Stage 2




 ハバの運転は下手ではない。むしろ上手い。けれどその技術は安定した走行に結びつくとは限らない。するすると群れた車たちの間をすり抜けて可能な限りの最速ラップを狙うレーサーに似ている。それでもリオナがあまり乗り物に強くないことを知っているハバはアクセルを踏み込む角度を一段控えて運転しているようだった。
 ハンドルを切りながらちらりとリオナの顔を一瞥したハバは、そこに浮かんでいる質問の内容を正確に読み取った。

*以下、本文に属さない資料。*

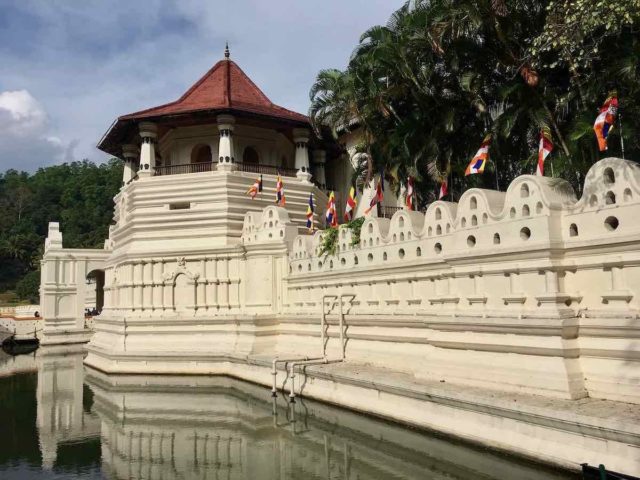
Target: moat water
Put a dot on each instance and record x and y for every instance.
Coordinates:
(60, 420)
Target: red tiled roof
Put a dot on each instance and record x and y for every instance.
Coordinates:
(224, 87)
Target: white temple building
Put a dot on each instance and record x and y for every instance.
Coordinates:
(509, 318)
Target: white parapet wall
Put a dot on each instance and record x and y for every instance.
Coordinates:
(64, 288)
(531, 289)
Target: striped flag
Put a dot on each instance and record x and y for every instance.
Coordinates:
(351, 205)
(255, 188)
(443, 189)
(479, 161)
(280, 199)
(310, 213)
(331, 215)
(604, 121)
(410, 192)
(544, 149)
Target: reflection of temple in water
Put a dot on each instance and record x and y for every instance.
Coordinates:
(214, 427)
(170, 428)
(64, 416)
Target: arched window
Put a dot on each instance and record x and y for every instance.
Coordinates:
(201, 153)
(250, 155)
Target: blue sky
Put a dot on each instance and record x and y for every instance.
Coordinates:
(68, 68)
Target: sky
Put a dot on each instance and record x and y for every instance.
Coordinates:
(69, 68)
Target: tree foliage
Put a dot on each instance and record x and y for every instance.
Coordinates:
(79, 195)
(427, 87)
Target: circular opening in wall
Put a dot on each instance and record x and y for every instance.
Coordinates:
(610, 198)
(609, 176)
(471, 241)
(611, 223)
(573, 230)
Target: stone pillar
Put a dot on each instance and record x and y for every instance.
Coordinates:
(226, 150)
(148, 133)
(319, 161)
(301, 139)
(131, 158)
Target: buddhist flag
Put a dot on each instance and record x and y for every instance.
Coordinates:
(255, 188)
(410, 192)
(544, 149)
(443, 189)
(351, 205)
(479, 161)
(331, 215)
(379, 196)
(604, 121)
(280, 200)
(310, 213)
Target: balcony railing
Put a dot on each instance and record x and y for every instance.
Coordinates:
(208, 167)
(183, 168)
(387, 212)
(266, 169)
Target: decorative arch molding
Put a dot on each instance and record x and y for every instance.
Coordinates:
(181, 269)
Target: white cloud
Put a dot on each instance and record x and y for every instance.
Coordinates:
(25, 140)
(89, 62)
(20, 113)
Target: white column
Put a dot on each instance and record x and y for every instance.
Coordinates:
(319, 161)
(226, 151)
(301, 139)
(131, 156)
(148, 133)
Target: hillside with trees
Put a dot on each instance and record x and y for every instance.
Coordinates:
(427, 87)
(79, 195)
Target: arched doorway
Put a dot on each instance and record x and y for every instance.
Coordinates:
(201, 153)
(250, 155)
(94, 299)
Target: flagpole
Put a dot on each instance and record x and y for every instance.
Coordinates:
(621, 137)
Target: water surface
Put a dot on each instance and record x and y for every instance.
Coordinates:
(61, 420)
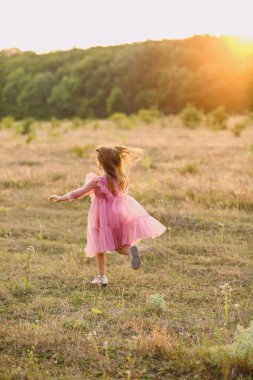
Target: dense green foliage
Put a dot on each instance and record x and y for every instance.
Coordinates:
(165, 75)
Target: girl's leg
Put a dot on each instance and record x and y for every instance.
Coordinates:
(124, 250)
(100, 257)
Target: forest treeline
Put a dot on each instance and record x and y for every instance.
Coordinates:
(166, 75)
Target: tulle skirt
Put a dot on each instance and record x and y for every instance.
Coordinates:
(117, 222)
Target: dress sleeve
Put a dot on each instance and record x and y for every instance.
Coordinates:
(89, 185)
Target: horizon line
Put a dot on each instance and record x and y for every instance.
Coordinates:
(19, 50)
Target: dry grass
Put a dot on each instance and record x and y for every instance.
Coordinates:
(55, 325)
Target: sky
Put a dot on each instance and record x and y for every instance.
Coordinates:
(49, 25)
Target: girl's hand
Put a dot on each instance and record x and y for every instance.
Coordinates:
(54, 198)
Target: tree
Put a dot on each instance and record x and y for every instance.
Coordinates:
(116, 101)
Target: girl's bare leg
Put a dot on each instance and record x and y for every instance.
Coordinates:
(124, 250)
(100, 257)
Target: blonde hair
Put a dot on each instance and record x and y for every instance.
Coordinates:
(114, 160)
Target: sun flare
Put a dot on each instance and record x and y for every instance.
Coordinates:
(241, 47)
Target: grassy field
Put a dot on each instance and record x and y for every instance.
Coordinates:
(55, 325)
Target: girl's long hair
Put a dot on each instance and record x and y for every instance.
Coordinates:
(114, 160)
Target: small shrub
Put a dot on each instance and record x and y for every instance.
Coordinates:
(155, 303)
(76, 122)
(26, 126)
(190, 116)
(190, 168)
(217, 119)
(73, 324)
(55, 123)
(83, 151)
(148, 115)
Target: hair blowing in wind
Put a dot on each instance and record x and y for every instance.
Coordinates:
(114, 160)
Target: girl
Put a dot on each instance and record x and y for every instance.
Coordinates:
(115, 219)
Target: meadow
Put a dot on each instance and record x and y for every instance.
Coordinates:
(186, 314)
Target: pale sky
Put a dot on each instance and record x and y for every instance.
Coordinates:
(46, 25)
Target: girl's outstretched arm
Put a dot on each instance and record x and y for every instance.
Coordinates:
(77, 193)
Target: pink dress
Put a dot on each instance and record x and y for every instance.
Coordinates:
(113, 220)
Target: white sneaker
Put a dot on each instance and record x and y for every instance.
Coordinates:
(100, 280)
(134, 257)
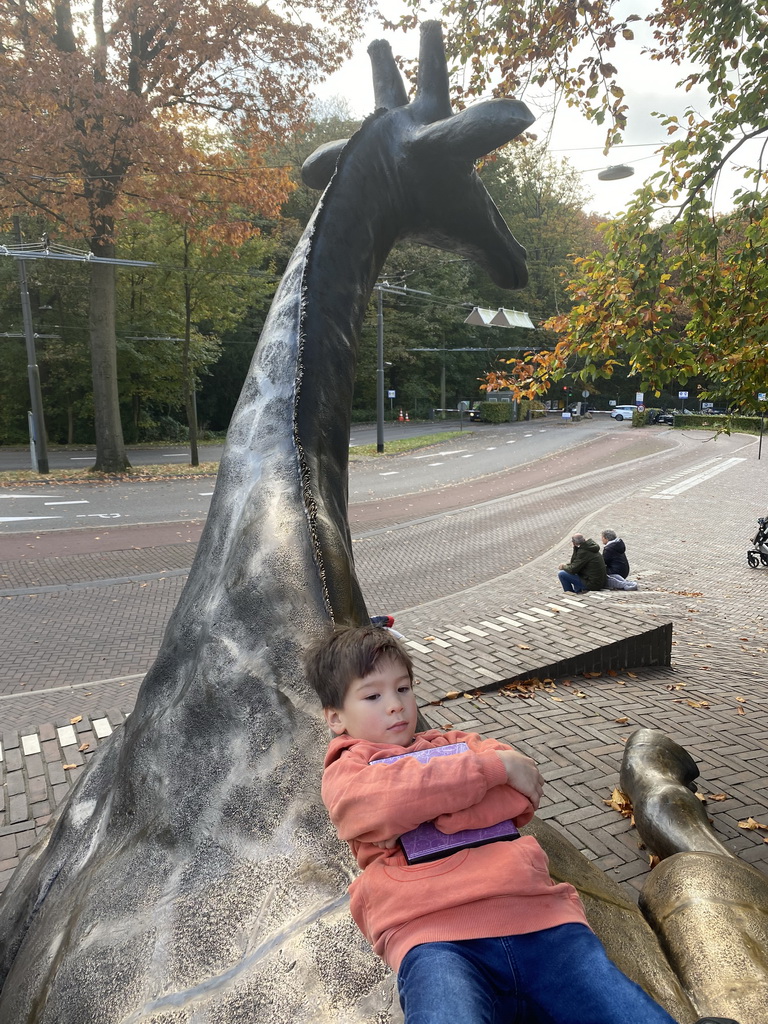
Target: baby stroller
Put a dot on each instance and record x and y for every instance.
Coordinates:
(759, 552)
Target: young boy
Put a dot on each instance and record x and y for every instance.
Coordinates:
(482, 935)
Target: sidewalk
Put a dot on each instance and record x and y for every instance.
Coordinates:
(687, 548)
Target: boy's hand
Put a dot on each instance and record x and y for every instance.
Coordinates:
(522, 775)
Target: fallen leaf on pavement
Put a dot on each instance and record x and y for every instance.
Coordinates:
(620, 802)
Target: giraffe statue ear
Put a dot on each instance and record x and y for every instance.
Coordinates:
(317, 170)
(475, 131)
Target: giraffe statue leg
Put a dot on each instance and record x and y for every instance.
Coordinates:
(709, 908)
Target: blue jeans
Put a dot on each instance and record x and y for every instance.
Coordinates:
(571, 583)
(557, 976)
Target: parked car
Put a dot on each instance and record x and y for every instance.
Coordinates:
(623, 412)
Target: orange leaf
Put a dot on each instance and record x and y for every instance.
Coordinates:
(620, 802)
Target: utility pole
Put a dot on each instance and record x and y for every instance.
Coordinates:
(380, 374)
(36, 396)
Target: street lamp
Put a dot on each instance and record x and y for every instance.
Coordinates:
(39, 438)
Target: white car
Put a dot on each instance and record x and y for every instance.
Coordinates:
(623, 412)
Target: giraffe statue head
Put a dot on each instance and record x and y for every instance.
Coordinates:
(416, 161)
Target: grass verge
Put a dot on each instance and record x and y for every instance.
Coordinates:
(408, 443)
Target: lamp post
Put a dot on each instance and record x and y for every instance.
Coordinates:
(39, 438)
(379, 373)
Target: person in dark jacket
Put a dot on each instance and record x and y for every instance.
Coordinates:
(614, 554)
(586, 570)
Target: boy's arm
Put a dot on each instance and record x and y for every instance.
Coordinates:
(373, 803)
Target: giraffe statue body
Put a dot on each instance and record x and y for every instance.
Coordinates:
(193, 878)
(193, 875)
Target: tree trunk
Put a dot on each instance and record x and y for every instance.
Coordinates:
(111, 455)
(190, 398)
(192, 419)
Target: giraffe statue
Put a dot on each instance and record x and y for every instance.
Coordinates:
(193, 876)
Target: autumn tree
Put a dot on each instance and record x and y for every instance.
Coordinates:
(676, 290)
(107, 101)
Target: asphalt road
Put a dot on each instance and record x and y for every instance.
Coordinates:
(478, 454)
(77, 458)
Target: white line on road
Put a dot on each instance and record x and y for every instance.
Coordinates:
(699, 477)
(26, 518)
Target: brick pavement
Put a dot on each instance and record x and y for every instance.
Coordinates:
(687, 551)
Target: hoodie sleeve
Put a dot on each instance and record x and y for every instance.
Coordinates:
(370, 803)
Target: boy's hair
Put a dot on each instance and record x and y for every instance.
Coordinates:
(346, 653)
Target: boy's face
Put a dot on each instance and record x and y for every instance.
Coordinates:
(380, 708)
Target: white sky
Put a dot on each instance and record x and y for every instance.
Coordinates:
(648, 86)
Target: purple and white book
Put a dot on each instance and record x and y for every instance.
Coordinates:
(426, 842)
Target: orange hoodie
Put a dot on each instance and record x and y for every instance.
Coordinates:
(500, 889)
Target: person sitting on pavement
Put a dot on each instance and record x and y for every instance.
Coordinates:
(614, 554)
(586, 570)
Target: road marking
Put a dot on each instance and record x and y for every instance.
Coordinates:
(26, 518)
(670, 493)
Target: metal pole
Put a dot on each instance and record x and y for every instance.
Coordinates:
(380, 376)
(36, 395)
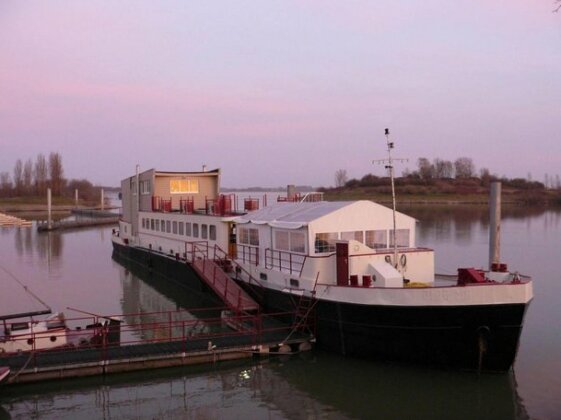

「一緒に来なかったら不審人物発見てことで警察に一報を入れるって言ったのよ。ついて来たところを見ると完全に訳ありってことね」

 ハバは小型車のおまけとしか思えない後部座席におさまっている子どもを肩の動きと視線で示した。
 この幼い姿で訳あり、なのか。
 目を向けたリオナの視線を感じたように子どもは顔を向けた。片方は黒、もう片方は金色に近い明るい茶色。2色の瞳のそれぞれの動きを追ったリオナは明るい方の瞳が義眼であることを知った。桃色の髪、2色の瞳、オレンジ色のTシャツにカーキ色のワークパンツ、そして仕上げに紫色のスニーカー。生きた色見本のような姿には不思議に心惹かれるものがあった。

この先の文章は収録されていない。